Minification takes a little while to run, so it’s highly recommended that you get a CDN if you’re using minificaiton.

The End

Hope you found the script useful. If you use it on your site, please link to it in the comments!
Thanks,
– Sean Colombo

5 Responses to Simple single-file PHP script for combining JS / CSS assets

  1. Dude….

    Why are you invoking PHP for static files – this is really not a good idea for performance.

    You should bundle once and include that bundle as a static css/js file which can be cached efficiently and more importantly doesn’t need PHP to be invoked to serve

    • @Alex: great question! 🙂

      Combining assets during a build process is a valid approach. There are a couple of reasons it’s not very popular though.

      The most significant reason, is that there really isn’t a site-size that it makes sense for. Small PHP sites typically don’t have a very formalized build/push process. At the point that a site becomes large enough for build-steps, the site typically would have a CDN (more on CDNs is in the post). Setting up a CDN is almost certainly quicker than creating an asset-compilation system and makes back-end latency of the PHP script pretty negligible.

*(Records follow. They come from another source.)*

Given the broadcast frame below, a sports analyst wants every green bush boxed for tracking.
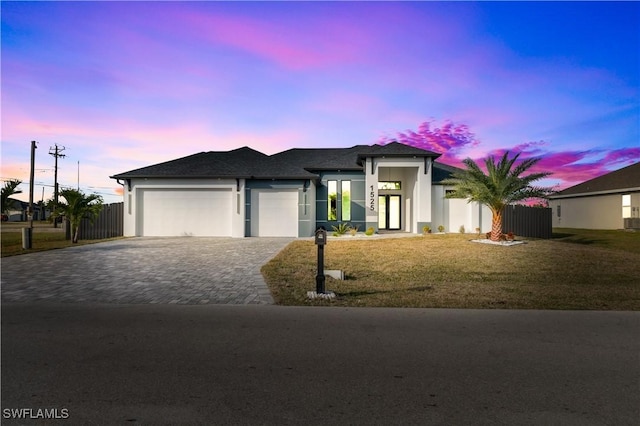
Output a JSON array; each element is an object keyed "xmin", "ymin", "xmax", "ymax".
[
  {"xmin": 365, "ymin": 227, "xmax": 375, "ymax": 236},
  {"xmin": 332, "ymin": 223, "xmax": 350, "ymax": 236}
]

If your site is small, you can usually get the service for free (eg: I don’t pay for Fastly at the moment because I only use one backend and that qualifies for a free Developer account).

      To put it in perspective, the script is cached for one month (see lines 129-130). Once you get a CDN set up, that means that you’ll hit the PHP backend about once every 30 days (or once every time you push code which updates a cache-busting variable). That one hit will add somewhere in the ballpark of 100ms to 300ms. As your site grows, you’d probably want to also add Minification to the PHP script which would add another couple hundred milliseconds. So you’d have about a half a second extra, on one request per push or per month.

      When I was at Wikia, we were serving just over one billion page-views per month. So even though we had plenty of engineering resources to add something to our build-step which would hit the script (therefore warming the CDN’s cache), the worst-case impact was around 0.5s for one user per push, and the average impact was something like ~0.0000005 milliseconds, so we never got around to it.

      So, to circle back: if you want to combine assets, you could certainly do a build-script instead… but I’d recommend going the easier route and just using this script (or something similar) with a CDN configured.

      I can’t picture any scenarios (due to privacy/security/technical constraints?) where a site couldn’t use a CDN, but if you were in that kind of scenario for some reason – a build script would then make more sense than using a script like this one.

      Thanks again for the question/suggestion! 🙂

    • Hi Robert,
      Cache headers are a very important part of performance! 🙂 While the best way to set them has been evolving a bit, one of the best current methods is to set a far-future “Expires” date (for example: a month). This will cause the browser to not even check the server in subsequent calls for a month (so you don’t have to waste the round-trip just to get the “304: Not Modified”).

      In the code above, we set the Expiration caching header it in these lines:

      $SECONDS_IN_MONTH = 60*60*24*30;
      header(‘Expires: ‘.gmdate(‘D, d M Y H:i:s \G\M\T’, time() + $SECONDS_IN_MONTH)); // needs to be after session_start if session_start is used.

      Although I didn’t mention it in this post, a very common method of bypassing that caching when you push changes, is to have a site-wide cache-buster for your assets, so you’d have a file somewhere with a cachebuster value in it, like:

      $cacheBuster = “20160304_00”;

      Then on each line that you include an asset, you would append the cachebuster:

      global $cacheBuster;

      StaticResources::addFooterFile(“http://code.jquery.com/ui/1.9.1/jquery-ui.js?cb=$cacheBuster”);

      This is a pretty simple method of purging, and it’s the one I usually use. There are other methods now that CDNs are offering instant purging APIs.

      I hope that answers your question 🙂 please let me know if there’s anything you’d like me to clarify!